Friday 16 March 2012

Christian Commodity

Response to http://zhzgsmc30512.blogspot.com/2012/03/how-about-playing-video-games-with-god.html

Until last week I had no idea that there existed video games explicitly designed for a Christian audience, as you mention in your blog, why now? Could it be because of the games like Call of Duty, that are first person shooter games that there seems to have an obligation to produce Christians games that instill Christian moral values. As you mention it is the commodification of Christianity and it stipulates the question of agency that was postulated by Douglas E Cowan. That one cannot have an avatar of Jesus because of the complex and personal relationship one feels toward their avatar, a feeling that is allows one to become that avatar while they play. This cannot happen. Going back to the question of the commodification of Christianity. Although a little unrelated to video games, is the comodification of Christianity in fashion, more particularly of the “Saint Bracelets” that came out a couple years ago.

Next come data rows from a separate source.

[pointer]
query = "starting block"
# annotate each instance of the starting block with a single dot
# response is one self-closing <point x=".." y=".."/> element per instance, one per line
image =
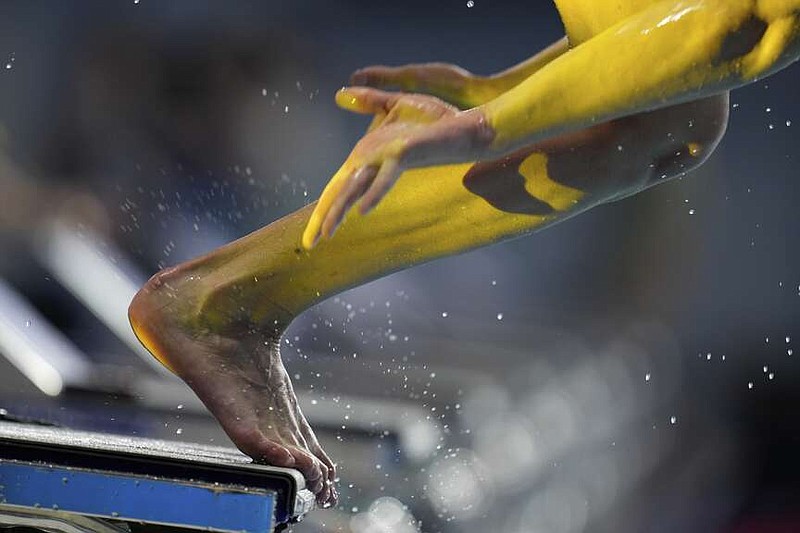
<point x="57" y="479"/>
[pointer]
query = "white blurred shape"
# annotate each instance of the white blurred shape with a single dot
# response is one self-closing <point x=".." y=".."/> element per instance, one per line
<point x="559" y="508"/>
<point x="505" y="442"/>
<point x="458" y="486"/>
<point x="385" y="515"/>
<point x="79" y="263"/>
<point x="39" y="351"/>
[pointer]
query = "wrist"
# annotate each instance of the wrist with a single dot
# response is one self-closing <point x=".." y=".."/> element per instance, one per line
<point x="464" y="137"/>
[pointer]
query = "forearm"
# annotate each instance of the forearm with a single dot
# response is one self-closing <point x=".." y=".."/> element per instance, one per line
<point x="485" y="89"/>
<point x="672" y="52"/>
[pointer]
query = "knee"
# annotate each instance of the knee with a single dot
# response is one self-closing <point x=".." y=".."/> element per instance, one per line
<point x="701" y="128"/>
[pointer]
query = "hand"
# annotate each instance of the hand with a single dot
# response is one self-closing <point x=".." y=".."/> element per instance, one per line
<point x="401" y="122"/>
<point x="451" y="83"/>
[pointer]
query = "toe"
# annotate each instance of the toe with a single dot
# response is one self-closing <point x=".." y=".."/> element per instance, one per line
<point x="310" y="468"/>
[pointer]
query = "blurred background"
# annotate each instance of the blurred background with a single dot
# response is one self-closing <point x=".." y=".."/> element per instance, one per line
<point x="628" y="370"/>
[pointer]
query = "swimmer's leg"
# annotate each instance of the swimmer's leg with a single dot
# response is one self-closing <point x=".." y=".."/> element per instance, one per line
<point x="216" y="321"/>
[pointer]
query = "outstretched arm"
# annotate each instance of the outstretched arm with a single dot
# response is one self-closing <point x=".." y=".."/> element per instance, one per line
<point x="454" y="84"/>
<point x="672" y="52"/>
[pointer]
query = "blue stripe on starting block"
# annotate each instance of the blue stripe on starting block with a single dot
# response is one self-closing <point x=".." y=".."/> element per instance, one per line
<point x="126" y="497"/>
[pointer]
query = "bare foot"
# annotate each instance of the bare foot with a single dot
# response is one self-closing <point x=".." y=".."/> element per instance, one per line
<point x="235" y="368"/>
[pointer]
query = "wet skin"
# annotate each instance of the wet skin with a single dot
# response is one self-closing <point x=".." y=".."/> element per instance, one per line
<point x="552" y="137"/>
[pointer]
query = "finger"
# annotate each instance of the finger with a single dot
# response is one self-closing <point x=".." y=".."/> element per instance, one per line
<point x="365" y="100"/>
<point x="387" y="175"/>
<point x="312" y="232"/>
<point x="357" y="184"/>
<point x="324" y="493"/>
<point x="310" y="468"/>
<point x="377" y="120"/>
<point x="334" y="496"/>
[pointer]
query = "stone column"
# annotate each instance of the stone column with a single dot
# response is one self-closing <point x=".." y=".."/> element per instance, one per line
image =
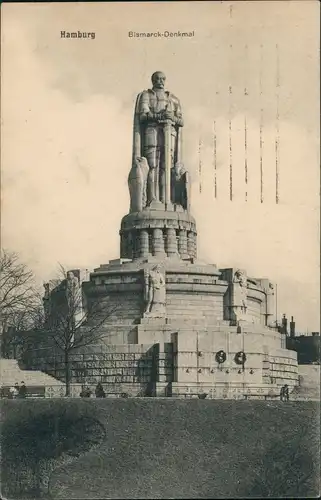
<point x="158" y="243"/>
<point x="182" y="243"/>
<point x="171" y="249"/>
<point x="143" y="243"/>
<point x="194" y="245"/>
<point x="190" y="244"/>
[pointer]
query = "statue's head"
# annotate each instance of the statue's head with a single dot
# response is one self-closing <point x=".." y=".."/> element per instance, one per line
<point x="158" y="80"/>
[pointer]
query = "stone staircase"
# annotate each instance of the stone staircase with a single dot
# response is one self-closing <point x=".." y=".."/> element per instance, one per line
<point x="309" y="384"/>
<point x="10" y="373"/>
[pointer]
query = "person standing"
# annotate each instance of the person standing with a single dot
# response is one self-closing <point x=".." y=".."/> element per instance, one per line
<point x="22" y="390"/>
<point x="99" y="391"/>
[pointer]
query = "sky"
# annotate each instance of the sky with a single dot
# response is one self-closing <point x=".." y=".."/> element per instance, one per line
<point x="67" y="112"/>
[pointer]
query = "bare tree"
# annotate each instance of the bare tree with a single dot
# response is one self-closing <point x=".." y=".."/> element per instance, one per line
<point x="73" y="322"/>
<point x="20" y="302"/>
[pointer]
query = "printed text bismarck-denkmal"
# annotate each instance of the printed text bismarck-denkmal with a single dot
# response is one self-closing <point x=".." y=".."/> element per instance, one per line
<point x="161" y="34"/>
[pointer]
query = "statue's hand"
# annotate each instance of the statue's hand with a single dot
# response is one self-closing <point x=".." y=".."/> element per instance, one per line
<point x="168" y="115"/>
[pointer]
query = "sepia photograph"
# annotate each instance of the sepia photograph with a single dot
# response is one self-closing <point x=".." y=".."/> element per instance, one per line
<point x="160" y="250"/>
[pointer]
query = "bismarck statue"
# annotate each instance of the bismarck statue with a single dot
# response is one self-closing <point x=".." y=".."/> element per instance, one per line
<point x="157" y="174"/>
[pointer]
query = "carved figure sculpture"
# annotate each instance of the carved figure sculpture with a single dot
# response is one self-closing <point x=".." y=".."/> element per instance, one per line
<point x="157" y="136"/>
<point x="155" y="292"/>
<point x="239" y="295"/>
<point x="270" y="304"/>
<point x="74" y="297"/>
<point x="46" y="300"/>
<point x="137" y="182"/>
<point x="180" y="186"/>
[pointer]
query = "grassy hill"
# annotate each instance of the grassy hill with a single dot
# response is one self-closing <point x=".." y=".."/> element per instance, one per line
<point x="164" y="448"/>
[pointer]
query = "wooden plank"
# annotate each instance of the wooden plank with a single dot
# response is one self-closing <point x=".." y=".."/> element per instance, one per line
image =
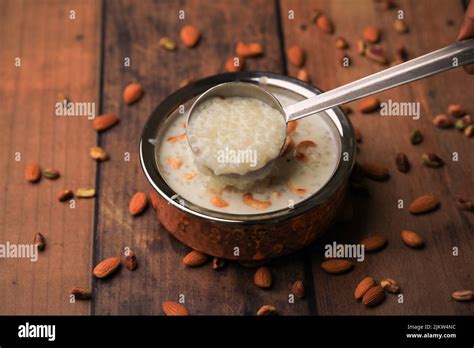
<point x="58" y="55"/>
<point x="428" y="276"/>
<point x="133" y="30"/>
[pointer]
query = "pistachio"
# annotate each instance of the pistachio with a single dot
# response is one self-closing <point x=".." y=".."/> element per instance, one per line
<point x="390" y="285"/>
<point x="442" y="121"/>
<point x="85" y="192"/>
<point x="40" y="243"/>
<point x="432" y="160"/>
<point x="65" y="195"/>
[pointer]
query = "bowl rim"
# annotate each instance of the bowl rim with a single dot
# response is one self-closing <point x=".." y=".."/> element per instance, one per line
<point x="174" y="100"/>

 I had first seen these bracelets in El Salvador a few years before, but perhaps I was blind, but from one day to the next it felt that everyone on the Saint Michael’s Campus and Victoria campus, and outside of school started wearing them, men and women. They came in different shades of wood, with different saints on them. People I knew who were not Christian at all began wearing them, saying they were “trendy.”  I’m not sure how trendy they are today, but I assume they are still around. This emphasizes the question, since when did Saint become trendy? Do you have to be Christian to wear it, clearly you don't. The image of saints no longer resonate with the same efficacy as before. It no longer becomes a statement that your Christian, but that your in the know how of what is "in" and what is "not." I never would have thought that saints could be in or out, could this over commodification render certain iconic images like Jesus and Saints as obsolete?  I don't think so, they still have their inherent value that those of faith place upon them. The role of fashion has within Religion, has always been present, however today the role the of fashion has played a different role in the commodification of Religion, from T-Shirts, to run way high fashion couture that push the boundaries and experiment with the limits of those of faith and of society with the integration and religious symbolism in their designs.
Jean Paul Gaultier Haute Couture s/s 2007


For those of you who don’t follow the fashion world, on a more local level, Forever 21 also produced T-Shirts that had "believe"on them and even at the bottom of their bag there is  John 3:16. “For God so loved the world that he gave his one and only Son, that whoever believes in him shall not perish but have eternal life.”



A quote that has been used as we saw in Sports. This comodification of Christianity in fashion  ask the questions can one wear these clothes even if they do not believe just because it is popular and trendy and goes oh so cute with those red pumps?